Even so, I capture this desperate figure with charcoal nibs on the page in my lap. Give life to a face I can’t see from this distance.
Wild pink hair.
Sleek ruddy cheeks.
Bright eyes with laughter lines.
I continue on and for reasons I wish I can’t explain, I also bring a subtle sadness into the face. Pain hidden behind below porcelain surface.
Yet, I give the face a smile. So wide it hurts. Fucking megawatt intensity. Hot enough to scorch away all the two-faced expressions and bullshit people wear throughout the day.
I stop.
Look down.
Grimace tightly.
I’ve drawn… the past, or rather, a reminiscent imagining of it, with slight changes here and there. It’s not pleasant one. I tuck the pad into my beat-up sling-bag and pull out a block of post-it notes.
“Caution. Approaching platform.”
The train creeps to a stop. Bodies pile off. Bodies pile on.
When I’m finished, I flip through the block of post-its.
Masked stick figures dance to silent beats
Over moonlit sheets,
Oblivious to the world,
To each other.
Until they press together,
Morph into one,
Bouncing over beds,
Bouncing against walls,
Down empty boulevards…
Bouncing, bouncing, bouncing…
Until they separate again
Into two distinct forms,
Silent again. Considering each other
The way I guess the Martian and the man
Might… What the shit is that?
Who are you?
What are you?
Alien dreams in
Convoluted space.
II. Bubble Gum
“Caution, approaching platform.”
The aluminum can is a boiling furnace. Sweat beads on foreheads. Heads droop. Eyes flutter. The broken A/C system spits and clunks along, adding only lukewarm air to the suffocating Oakland heat pushing through the windows.
It’s ninety-five degrees outside and hotter than hell in the tube. But it’s a hell I welcome. Two weeks released and this is the first time I don’t have to worry about the stares and the whispers.
I struggle to finish a warm-up sketch, twisting a charcoal nib in sloping waves, blending with the pad of my thumb. It’s rough.

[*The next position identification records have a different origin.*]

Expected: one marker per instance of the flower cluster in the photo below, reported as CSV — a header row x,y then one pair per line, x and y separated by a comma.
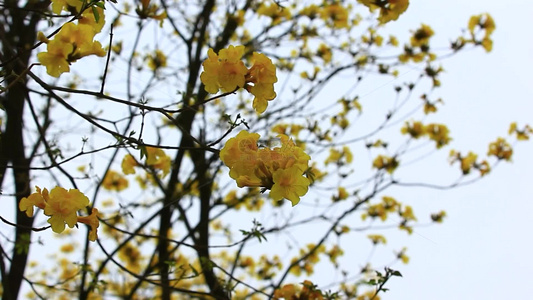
x,y
62,207
225,71
484,22
279,169
73,41
438,133
389,10
156,158
291,291
469,162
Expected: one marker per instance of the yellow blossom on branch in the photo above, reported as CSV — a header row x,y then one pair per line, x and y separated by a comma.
x,y
62,207
114,181
382,162
226,72
280,169
92,221
501,149
36,199
389,10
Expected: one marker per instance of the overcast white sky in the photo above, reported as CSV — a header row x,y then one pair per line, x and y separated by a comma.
x,y
484,249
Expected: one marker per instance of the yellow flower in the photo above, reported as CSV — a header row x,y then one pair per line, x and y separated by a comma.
x,y
385,162
263,75
421,36
232,69
88,18
438,133
485,22
287,291
114,181
289,184
62,206
158,159
336,14
209,76
59,5
501,149
224,71
415,129
157,60
342,194
55,58
275,12
35,199
243,144
92,221
468,162
389,10
128,164
280,169
377,239
438,217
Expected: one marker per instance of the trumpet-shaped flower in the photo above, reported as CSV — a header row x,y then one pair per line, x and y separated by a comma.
x,y
263,75
92,221
280,169
114,181
289,184
27,203
62,207
128,164
226,72
55,58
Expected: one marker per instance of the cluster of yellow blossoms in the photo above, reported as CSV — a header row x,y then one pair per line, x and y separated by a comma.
x,y
156,158
225,71
291,291
62,207
484,22
280,169
73,41
389,10
438,133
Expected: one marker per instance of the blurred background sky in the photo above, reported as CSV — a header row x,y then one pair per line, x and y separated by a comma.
x,y
484,249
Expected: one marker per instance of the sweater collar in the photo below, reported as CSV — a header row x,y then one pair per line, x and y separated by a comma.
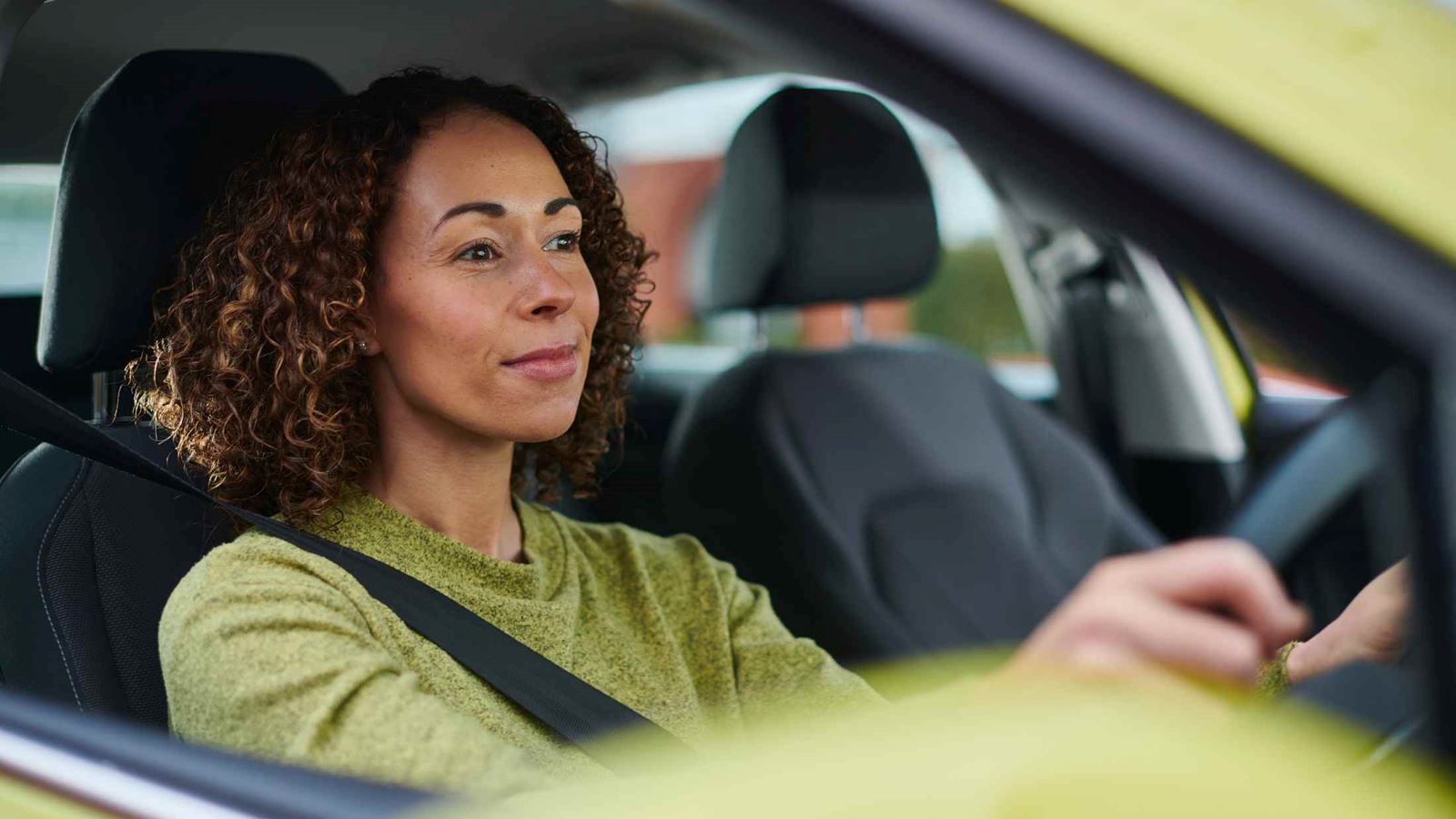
x,y
368,525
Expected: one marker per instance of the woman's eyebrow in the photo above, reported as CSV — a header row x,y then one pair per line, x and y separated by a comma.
x,y
497,210
553,207
494,210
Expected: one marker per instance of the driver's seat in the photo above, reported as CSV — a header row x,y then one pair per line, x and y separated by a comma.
x,y
89,555
893,497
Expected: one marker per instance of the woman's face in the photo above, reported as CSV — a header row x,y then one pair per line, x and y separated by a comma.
x,y
482,305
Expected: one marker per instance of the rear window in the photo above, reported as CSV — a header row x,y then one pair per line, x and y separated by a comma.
x,y
26,208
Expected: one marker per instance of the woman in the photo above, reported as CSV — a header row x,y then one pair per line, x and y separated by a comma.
x,y
410,307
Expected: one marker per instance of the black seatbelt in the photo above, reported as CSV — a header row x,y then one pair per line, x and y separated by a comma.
x,y
565,703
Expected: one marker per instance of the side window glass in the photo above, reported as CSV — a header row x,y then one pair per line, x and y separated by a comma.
x,y
667,153
26,207
1280,370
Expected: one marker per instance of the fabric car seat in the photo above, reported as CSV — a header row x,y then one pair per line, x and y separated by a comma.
x,y
893,497
89,554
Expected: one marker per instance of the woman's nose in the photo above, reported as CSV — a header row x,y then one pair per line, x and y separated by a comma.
x,y
550,293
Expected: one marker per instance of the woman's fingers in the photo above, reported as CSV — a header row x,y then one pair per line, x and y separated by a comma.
x,y
1216,574
1132,630
1212,608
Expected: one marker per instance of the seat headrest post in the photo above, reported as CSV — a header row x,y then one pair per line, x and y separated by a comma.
x,y
824,198
147,155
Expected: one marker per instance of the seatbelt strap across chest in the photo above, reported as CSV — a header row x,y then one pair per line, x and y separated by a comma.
x,y
565,703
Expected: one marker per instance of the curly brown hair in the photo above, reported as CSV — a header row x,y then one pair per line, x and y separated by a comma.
x,y
254,368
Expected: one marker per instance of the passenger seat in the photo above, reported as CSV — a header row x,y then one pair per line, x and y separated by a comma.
x,y
893,497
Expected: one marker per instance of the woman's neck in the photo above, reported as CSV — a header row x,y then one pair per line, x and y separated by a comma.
x,y
458,486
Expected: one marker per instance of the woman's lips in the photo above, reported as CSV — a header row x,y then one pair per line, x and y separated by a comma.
x,y
548,363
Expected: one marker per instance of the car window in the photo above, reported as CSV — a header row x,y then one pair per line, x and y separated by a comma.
x,y
667,153
26,207
1280,370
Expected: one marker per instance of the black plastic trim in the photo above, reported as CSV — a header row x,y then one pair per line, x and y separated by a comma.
x,y
249,785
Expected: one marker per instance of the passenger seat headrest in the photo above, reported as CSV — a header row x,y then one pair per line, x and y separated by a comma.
x,y
823,200
146,157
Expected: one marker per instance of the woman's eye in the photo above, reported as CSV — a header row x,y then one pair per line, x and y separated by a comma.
x,y
564,242
480,252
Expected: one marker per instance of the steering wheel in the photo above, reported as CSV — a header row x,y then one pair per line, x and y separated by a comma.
x,y
1344,452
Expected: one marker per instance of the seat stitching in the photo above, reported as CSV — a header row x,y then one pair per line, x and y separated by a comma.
x,y
40,583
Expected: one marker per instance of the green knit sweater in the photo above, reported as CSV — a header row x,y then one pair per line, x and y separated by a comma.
x,y
280,653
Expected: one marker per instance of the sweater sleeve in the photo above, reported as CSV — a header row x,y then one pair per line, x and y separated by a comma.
x,y
269,656
776,671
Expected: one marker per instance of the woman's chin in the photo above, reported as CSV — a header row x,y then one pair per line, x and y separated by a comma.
x,y
542,433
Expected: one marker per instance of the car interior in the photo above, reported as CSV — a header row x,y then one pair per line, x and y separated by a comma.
x,y
895,496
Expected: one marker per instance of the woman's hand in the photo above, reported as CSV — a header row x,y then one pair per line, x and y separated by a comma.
x,y
1210,608
1372,629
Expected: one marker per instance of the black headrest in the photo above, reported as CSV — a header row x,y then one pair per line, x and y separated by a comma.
x,y
823,200
147,155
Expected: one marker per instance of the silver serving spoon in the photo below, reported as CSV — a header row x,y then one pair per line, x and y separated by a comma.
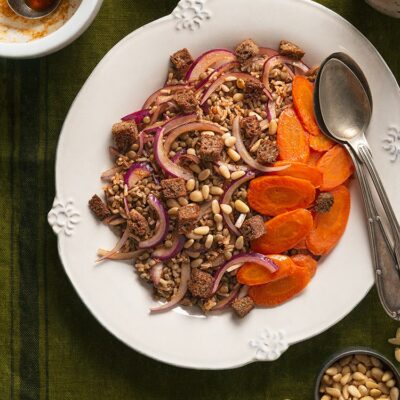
x,y
22,9
343,107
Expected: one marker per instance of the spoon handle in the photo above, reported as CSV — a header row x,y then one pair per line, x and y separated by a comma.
x,y
386,275
366,157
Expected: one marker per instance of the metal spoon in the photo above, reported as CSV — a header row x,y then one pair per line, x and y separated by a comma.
x,y
343,108
22,9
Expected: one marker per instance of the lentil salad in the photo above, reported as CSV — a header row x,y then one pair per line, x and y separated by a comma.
x,y
177,194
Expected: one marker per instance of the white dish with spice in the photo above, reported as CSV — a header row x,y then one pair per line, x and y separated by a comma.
x,y
28,38
112,291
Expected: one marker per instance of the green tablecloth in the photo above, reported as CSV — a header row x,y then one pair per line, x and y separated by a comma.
x,y
50,345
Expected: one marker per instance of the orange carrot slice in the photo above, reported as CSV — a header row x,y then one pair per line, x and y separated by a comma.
x,y
273,195
306,261
292,140
277,292
336,167
303,103
314,157
330,226
254,274
301,171
284,231
320,142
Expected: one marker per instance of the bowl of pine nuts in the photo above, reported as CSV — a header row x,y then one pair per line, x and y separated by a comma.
x,y
358,373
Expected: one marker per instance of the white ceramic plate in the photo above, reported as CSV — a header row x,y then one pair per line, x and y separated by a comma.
x,y
134,68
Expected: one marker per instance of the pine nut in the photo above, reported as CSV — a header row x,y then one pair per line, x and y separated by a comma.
x,y
233,154
188,243
376,363
226,208
238,97
205,191
230,141
255,146
242,208
172,203
337,377
195,168
273,126
204,175
237,174
173,211
196,196
377,373
354,391
216,191
218,218
361,368
208,242
387,376
333,392
240,83
394,393
182,201
224,171
196,263
390,383
363,390
201,230
375,392
239,243
358,376
371,384
190,185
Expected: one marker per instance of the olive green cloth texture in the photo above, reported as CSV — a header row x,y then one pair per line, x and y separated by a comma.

Normally crisp lines are sloppy.
“Stand clear, doors opening.”
Muted sighs of relief filter around as bodies struggle up and out into the blistering afternoon sun.
I’ve drawn her again. Well, not her exactly I guess. It’s more symbol attached to an early memory. A hummingbird, wings blurred, hovering over snapdragons.
Under the oppressive heat of the sun, I struggle to relive a particular memory. It was winter I think and we were tangled beneath a quilt next to a space heater, her slick pussy radiating warmth against my leg. I remember how she used to complain about being cold all the time. Even when Oakland was a veritable sauna compared to the cold tundra she was born in. She liked to say it was the Russian blood in her, punishing her family through her for leaving the Motherland. Would mutter a few obscenities in her native tongue and raise a middle finger up to the sky.
She’d been humming that night, as she often did, while I traced that hummingbird ink at the crease of her thigh, content to watch the wings flutter each time she moved.
Then she’d stopped suddenly, lotion soft hand skimming over my groin. Little secrets and dreams spilled from her lips like fruity ambrosia. Dark secrets. Vivid dreams. Kaleidoscopic. I thought it was the shrooms talking, but it was all her. Always her. Her mind was beautifully eccentric and too fucking good for this goddamn planet. And it had my fingers itching, desperate to draw that pensive look of peace on her face. She was…
A loud pop shatters the daydream and I fight like hell to keep it going as it puffs away to black smoke.
“Whatcha drawing?” a breathy voice asks.
I look up and you’re hunched over like Auguste Rodin’s, The Thinker, green eyes working me over with surveillance-like intensity, a predator drone skimming Middle East desert for targets.